Tendo em conta a ambiguidade da norma constitucional sobre a duração do mandato do procurador-geral da República  e a hipótese da sua renovação, Joana Marques Vidal (J.M.V.) poderia ter sido reconduzida por excelentes razões – a notável independência de que deu provas na actuação do Ministério Público face às pressões reais ou insidiosas de outros poderes –, apesar das reservas que suscitava – nomeadamente os ostensivos casos de violação do segredo de Justiça, capitalizados pelo sensacionalismo mediático e os chamados julgamentos na praça pública, que J.M.V. nunca foi capaz de contrariar. Só que se conjugaram dois factores opostos para que essa recondução não tivesse acontecido: por um lado, a pressão político-partidária das correntes da direita, do justiceirismo populista e do tal sensacionalismo mediático, querendo forçar a mão do primeiro-ministro e do Presidente da República; por outro, a recusa de Costa e Marcelo em se tornarem reféns dessa pressão, depois de um tempo em que deixaram arrastar a tomada de uma decisão. Precisamente, foi quando se deu quase por adquirido, através de media influentes, que J.M.V. sucederia a si mesma, que aconteceu a surpresa e Lucília Gago foi anunciada como nova procuradora-geral.

Convenhamos: o arrastamento do processo – depois de a ministra da Justiça ter deixado trair, há já alguns meses, a sua preferência pela hipótese de um mandato não renovável da procuradora – criou um ambiente propício às especulações, intrigas e suspeitas alimentadas nos bastidores políticos, exploradas pela imprensa e exacerbadas por alguns agentes do maniqueísmo panfletário. Ora, essa poluição da atmosfera política, proporcionada também por uma exasperante falta de transparência, colocou Costa e Marcelo perante a necessidade de recorrer a um xeque-mate que os libertasse da imposição de voltarem a escolher J.M.V.. Foi o que aconteceu, para além das intenções não confessadas de qualquer um deles. E ambos puderam, assim, até pela escolha de um nome largamente consensual e respeitado como Lucília Gago, manter o respeito pelas normas vigentes e não submetê-las a um critério de avaliação política (como teria acontecido se J.M.V. se mantivesse no cargo).
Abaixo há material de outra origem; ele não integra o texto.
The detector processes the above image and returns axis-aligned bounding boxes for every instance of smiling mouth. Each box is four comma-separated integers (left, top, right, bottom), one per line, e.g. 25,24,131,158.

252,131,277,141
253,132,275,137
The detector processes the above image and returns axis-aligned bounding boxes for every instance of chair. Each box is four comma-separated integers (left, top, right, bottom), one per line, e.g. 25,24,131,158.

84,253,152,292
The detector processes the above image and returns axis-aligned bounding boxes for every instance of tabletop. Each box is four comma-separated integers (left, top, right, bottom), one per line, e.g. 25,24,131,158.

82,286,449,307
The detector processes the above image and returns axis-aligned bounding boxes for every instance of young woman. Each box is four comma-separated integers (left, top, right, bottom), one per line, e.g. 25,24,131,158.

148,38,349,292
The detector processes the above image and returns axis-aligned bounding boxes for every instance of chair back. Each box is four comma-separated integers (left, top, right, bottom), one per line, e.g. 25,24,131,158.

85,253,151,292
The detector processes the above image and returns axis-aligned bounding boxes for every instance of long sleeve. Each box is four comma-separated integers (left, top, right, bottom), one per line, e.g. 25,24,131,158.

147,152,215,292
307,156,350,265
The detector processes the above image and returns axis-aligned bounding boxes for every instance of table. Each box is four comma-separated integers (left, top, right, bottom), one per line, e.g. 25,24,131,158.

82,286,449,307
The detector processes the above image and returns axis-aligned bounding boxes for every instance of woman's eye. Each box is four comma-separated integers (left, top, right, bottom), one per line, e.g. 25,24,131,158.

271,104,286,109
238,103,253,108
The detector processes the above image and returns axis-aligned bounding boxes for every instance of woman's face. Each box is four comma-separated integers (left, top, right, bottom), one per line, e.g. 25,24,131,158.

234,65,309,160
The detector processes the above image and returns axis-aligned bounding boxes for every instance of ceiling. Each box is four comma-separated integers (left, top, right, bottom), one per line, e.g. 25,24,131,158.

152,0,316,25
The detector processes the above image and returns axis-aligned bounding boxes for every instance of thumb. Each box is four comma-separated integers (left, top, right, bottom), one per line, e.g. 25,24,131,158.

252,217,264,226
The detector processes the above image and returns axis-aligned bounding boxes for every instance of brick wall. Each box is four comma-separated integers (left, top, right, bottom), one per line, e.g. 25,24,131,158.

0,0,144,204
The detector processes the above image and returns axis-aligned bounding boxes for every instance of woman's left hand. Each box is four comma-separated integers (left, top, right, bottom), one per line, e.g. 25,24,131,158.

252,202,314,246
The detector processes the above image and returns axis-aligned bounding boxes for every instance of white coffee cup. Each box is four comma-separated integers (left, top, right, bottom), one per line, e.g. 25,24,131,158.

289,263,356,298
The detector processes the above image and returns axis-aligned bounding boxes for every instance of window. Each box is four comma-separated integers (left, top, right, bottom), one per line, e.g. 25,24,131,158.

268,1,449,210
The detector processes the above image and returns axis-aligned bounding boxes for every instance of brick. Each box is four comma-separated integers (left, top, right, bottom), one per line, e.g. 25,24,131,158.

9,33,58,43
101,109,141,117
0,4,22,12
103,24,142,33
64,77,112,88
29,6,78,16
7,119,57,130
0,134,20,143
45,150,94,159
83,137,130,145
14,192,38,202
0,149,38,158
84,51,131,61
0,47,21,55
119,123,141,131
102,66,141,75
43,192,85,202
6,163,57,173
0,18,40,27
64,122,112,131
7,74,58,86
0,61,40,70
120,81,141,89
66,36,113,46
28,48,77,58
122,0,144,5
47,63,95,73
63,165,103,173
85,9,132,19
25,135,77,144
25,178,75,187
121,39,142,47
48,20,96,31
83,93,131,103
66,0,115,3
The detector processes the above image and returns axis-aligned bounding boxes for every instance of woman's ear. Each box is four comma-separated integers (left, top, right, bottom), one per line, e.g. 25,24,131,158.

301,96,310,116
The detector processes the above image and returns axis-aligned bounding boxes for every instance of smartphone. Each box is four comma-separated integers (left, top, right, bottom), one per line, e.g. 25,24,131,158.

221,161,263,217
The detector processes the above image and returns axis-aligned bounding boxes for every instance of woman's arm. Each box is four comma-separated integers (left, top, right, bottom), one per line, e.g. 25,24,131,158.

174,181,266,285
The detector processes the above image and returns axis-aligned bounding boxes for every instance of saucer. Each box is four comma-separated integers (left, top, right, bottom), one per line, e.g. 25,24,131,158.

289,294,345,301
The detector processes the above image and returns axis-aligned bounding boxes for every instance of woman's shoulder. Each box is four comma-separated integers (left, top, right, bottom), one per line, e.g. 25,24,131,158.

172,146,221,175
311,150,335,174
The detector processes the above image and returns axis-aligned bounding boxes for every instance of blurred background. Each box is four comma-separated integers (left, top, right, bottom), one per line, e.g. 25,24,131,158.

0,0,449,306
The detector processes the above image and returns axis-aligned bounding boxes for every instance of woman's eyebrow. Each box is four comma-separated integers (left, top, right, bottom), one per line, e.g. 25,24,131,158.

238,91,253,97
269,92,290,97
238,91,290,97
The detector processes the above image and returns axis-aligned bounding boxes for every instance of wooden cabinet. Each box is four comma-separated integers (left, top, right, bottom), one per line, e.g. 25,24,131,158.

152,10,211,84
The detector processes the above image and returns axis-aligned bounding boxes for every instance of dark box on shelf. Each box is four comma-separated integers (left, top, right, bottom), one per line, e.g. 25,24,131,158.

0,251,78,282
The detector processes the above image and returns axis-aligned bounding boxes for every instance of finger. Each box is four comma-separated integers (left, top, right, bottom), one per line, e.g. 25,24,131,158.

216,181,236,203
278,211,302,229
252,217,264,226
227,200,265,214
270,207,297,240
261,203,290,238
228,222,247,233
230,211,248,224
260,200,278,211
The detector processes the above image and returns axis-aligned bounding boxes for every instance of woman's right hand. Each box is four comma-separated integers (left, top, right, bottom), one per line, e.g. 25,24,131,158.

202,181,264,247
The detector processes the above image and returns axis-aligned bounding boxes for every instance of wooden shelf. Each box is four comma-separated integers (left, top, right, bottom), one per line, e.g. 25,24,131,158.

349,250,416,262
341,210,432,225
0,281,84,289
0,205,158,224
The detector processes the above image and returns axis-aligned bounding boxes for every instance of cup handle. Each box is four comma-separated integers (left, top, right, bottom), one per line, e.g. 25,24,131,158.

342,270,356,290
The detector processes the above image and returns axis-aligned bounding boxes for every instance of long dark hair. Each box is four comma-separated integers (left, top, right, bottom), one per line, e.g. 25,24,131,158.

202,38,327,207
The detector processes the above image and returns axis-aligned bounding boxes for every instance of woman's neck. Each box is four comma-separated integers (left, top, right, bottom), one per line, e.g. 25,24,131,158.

Independentemente dos segundos sentidos destas manobras tácticas, pode dizer-se que a democracia é tão mais saudável quanto é mais amplo o leque de escolhas que oferece, sem ficar refém da sombra de homens (ou mulheres) providenciais. Mas há uma razão suplementar e decisiva que acaba por justificar, a posteriori, a decisão de Costa e Marcelo. Foi o coro de reacções histéricas que, para além das discordâncias naturais, fundamentadas e serenas, se fizeram ouvir contra essa decisão, deixando cair a máscara do enviesamento político-partidário a que se chegou em Portugal e atingiu as raias do populismo mais frenético.

"Eles atreveram-se", "Noite das facas longas do regime", "Não me venham com tretas": expressões como estas, acompanhando as teorias da conspiração que associam estritamente o fim do mandato de J.M.V. a um propósito vingativo contra quem mandou investigar José Sócrates, Ricardo Salgado, Manuel Vicente ou o Benfica, são sinais reveladores dessa histeria populista que pretende explorar os instintos mais baixos e o cinismo mais rudimentar da chamada populaça contra a normal sucessão institucional de uma respeitada procuradora por outra procuradora igualmente respeitada. São "razões" típicas de quem não tem razão e que acabam por voltar-se contra quem se serve delas para acicatar recalcamentos, frustrações e saudades de uma "pureza" autoritária que nos lavaria da mancha infamante de sermos todos corruptos ou cúmplices da corrupção.